Our previous review article extensively describes the use of these tools for splicing mutation analysis by many other research groups, besides ourselves (Caminsky N, 2014).

Dec. 7, 2017. Rogan PK, Mucaki EJ. Comment on PMID 29185120: Characterization of a novel germline BRCA1 splice variant, c.5332+4delA. In: PubMed Commons [Internet]. Bethesda (MD): National Library of Medicine; 2017 Nov 28 [cited 2017 Dec 7].

Peter Rogan2017 Dec 07 5:24 p.m.

We have analyzed this mutation with the Automated Splice Site and Exon Definition Analysis server (ASSEDA). The 1 nt deletion in the splice donor of exon 20 reduces the strength of this site from 11.5 -> 4.1 bits. (100/[27.4 bits] = 0.6% binding affinity)

The information theory-based approach used in ASSEDA predicts isoform abundance and computes the fold changes in binding affinity from mutations (Mucaki EJ, 2013), which corresponds to the degree of exon skipping in this case. The reduction in splice site strength is much greater than the estimates given by the ad hoc methods used in the paper. LOH was not complete; some of the observed expression may have been derived from the contaminating normal allele. In fact, had the loss of function in splice site recognition only been 25-40% according to the paper, it could have been classified as a variant of unknown significance, or possibly as benign (as we suggested in Mucaki EJ, 2011).

Dec 12, 2017. Comment on PubMed PMID 23169495: Analysis of the effects of rare variants on splicing identifies alterations in GABAA receptor genes in autism spectrum disorder individuals.

Rogan PK, Mucaki EJ. Comment on PMID 23169495: Analysis of the effects of rare variants on splicing identifies alterations in GABAA receptor genes in autism spectrum disorder individuals.
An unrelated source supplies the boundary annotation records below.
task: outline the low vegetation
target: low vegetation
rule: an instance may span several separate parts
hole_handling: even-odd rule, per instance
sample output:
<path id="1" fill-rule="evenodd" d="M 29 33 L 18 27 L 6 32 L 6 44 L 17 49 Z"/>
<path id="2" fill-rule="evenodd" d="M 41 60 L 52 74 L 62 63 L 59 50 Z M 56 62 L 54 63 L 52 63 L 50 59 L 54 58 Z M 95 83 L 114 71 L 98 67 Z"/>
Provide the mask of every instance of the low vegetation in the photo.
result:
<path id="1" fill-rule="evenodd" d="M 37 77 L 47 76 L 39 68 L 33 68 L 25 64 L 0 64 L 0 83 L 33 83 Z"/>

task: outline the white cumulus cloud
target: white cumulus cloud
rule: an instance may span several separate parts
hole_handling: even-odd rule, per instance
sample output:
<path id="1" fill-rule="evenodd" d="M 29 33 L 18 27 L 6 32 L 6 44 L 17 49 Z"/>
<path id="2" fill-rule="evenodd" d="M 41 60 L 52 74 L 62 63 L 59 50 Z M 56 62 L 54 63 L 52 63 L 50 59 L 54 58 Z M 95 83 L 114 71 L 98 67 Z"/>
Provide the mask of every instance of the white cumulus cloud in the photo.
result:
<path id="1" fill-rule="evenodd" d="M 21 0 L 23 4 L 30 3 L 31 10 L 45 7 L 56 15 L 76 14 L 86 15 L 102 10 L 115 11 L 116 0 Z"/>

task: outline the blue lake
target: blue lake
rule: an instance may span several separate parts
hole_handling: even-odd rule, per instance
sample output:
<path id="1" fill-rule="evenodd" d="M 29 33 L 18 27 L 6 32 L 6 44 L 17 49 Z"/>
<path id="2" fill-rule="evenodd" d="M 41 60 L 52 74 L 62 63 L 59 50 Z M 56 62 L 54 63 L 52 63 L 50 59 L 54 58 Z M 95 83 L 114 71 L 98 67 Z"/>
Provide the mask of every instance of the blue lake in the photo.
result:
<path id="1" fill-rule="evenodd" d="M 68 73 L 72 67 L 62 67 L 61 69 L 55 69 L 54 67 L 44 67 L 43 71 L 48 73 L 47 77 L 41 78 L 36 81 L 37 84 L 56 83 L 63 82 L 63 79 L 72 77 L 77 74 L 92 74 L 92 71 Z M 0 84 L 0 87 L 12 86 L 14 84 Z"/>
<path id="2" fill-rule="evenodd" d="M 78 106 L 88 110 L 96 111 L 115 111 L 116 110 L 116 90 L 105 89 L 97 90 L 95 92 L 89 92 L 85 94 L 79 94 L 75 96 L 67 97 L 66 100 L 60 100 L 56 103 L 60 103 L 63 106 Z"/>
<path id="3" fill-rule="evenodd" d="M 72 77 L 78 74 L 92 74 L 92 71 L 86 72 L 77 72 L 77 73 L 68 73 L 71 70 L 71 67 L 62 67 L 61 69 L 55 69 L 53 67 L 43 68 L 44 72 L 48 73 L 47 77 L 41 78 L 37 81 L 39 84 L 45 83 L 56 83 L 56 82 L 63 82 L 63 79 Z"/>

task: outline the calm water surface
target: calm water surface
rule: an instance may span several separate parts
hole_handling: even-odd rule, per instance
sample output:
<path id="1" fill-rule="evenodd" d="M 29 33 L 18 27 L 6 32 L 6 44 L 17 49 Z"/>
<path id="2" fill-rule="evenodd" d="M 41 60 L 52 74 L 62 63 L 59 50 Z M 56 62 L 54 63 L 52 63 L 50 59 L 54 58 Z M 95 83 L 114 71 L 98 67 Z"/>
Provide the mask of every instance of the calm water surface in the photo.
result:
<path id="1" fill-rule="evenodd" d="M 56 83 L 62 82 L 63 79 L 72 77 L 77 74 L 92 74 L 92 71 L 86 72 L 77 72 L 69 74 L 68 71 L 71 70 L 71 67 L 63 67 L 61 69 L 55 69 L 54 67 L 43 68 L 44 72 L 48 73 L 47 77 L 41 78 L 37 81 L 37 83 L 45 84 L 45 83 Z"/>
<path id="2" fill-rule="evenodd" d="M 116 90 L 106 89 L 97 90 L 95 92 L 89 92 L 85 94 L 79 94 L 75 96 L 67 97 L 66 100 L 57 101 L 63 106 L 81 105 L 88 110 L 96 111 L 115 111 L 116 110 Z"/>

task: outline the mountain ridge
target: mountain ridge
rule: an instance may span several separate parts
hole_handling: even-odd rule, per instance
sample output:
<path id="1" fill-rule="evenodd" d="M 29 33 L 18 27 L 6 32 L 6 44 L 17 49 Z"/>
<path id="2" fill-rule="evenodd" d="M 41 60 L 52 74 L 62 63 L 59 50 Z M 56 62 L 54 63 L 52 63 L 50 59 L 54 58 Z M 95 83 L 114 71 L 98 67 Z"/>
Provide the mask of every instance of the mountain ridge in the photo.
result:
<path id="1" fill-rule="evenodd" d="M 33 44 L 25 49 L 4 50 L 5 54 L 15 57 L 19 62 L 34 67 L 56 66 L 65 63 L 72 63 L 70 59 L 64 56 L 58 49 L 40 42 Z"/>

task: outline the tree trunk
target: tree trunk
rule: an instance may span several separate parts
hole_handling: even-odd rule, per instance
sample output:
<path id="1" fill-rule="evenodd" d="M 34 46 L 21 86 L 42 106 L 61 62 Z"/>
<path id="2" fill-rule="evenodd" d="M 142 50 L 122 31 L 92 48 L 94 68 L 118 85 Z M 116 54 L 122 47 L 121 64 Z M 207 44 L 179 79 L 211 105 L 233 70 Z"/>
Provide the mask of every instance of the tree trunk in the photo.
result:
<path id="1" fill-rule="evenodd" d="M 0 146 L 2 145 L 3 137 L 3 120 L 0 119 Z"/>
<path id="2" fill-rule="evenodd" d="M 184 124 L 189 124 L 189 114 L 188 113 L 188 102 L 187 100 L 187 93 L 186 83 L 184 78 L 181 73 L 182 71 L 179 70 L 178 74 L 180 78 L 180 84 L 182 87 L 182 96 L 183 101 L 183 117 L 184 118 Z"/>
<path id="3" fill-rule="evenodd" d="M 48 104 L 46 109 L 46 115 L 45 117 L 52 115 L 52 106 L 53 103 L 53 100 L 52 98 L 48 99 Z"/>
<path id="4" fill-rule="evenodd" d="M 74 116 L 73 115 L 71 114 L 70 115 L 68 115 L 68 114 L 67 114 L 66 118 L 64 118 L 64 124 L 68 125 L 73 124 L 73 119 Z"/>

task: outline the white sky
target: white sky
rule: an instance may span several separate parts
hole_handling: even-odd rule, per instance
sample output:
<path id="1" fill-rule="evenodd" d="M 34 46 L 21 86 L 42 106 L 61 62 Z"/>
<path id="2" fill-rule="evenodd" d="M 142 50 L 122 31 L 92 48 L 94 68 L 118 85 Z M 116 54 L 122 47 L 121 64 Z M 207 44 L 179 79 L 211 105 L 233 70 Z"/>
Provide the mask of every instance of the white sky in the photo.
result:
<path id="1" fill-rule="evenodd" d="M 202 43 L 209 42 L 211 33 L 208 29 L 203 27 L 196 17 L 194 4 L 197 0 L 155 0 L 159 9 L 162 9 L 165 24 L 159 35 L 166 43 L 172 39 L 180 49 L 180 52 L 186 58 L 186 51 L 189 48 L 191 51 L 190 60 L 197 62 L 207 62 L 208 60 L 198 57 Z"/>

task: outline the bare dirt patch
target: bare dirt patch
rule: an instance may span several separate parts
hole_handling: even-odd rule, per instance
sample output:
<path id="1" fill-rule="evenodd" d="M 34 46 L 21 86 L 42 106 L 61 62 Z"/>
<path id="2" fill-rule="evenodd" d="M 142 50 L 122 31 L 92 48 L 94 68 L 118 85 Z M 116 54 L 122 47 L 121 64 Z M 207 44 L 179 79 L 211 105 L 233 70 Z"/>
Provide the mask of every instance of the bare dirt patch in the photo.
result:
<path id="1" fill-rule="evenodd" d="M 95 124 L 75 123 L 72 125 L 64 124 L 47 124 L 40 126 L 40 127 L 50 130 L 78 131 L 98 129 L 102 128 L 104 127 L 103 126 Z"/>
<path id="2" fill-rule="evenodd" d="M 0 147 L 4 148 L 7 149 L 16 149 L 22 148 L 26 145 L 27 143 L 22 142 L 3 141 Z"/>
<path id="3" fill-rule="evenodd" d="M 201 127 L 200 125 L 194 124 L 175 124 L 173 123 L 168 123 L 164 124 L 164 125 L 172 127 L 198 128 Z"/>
In: PubMed Commons [Internet]. Bethesda (MD): National Library of Medicine; 2012 Nov 21 [cited 2017 Dec 12].

Peter Rogan2017 Dec 12 09:53 a.m

Regarding GABRQ:c.306G>C: Whereas none of the splicing analysis programs tested predict outcomes shown in the mini-gene construct shown in Figure 2A, information theory-based exon definition analyses using ASSEDA (Mucaki EJ, 2013) was completely concordant. A novel band 116nt longer than the product expected from the wild type exon is observed. The mutation reduces the strength of the natural donor splice site of exon 3 from 9.5 -> 4.5 bits (32 fold). The pre-existing intronic cryptic site 116 nt downstream (8.6 bits) is 17 fold stronger than the mutated splice site. ASSEDA indicates that the total exon information (Ri,total) of wildtype exon is reduced (19.8 -> 14.8 bits) and the corresponding strength of the gap-surprisal adjusted cryptic exon significantly exceeds this (17.7 bits). The wildtype exon is predicted to be ~5-6 fold more abundant than the cryptic exon BEFORE mutation, and the cryptic exon is predicted to be ~8 fold more abundant AFTER mutation.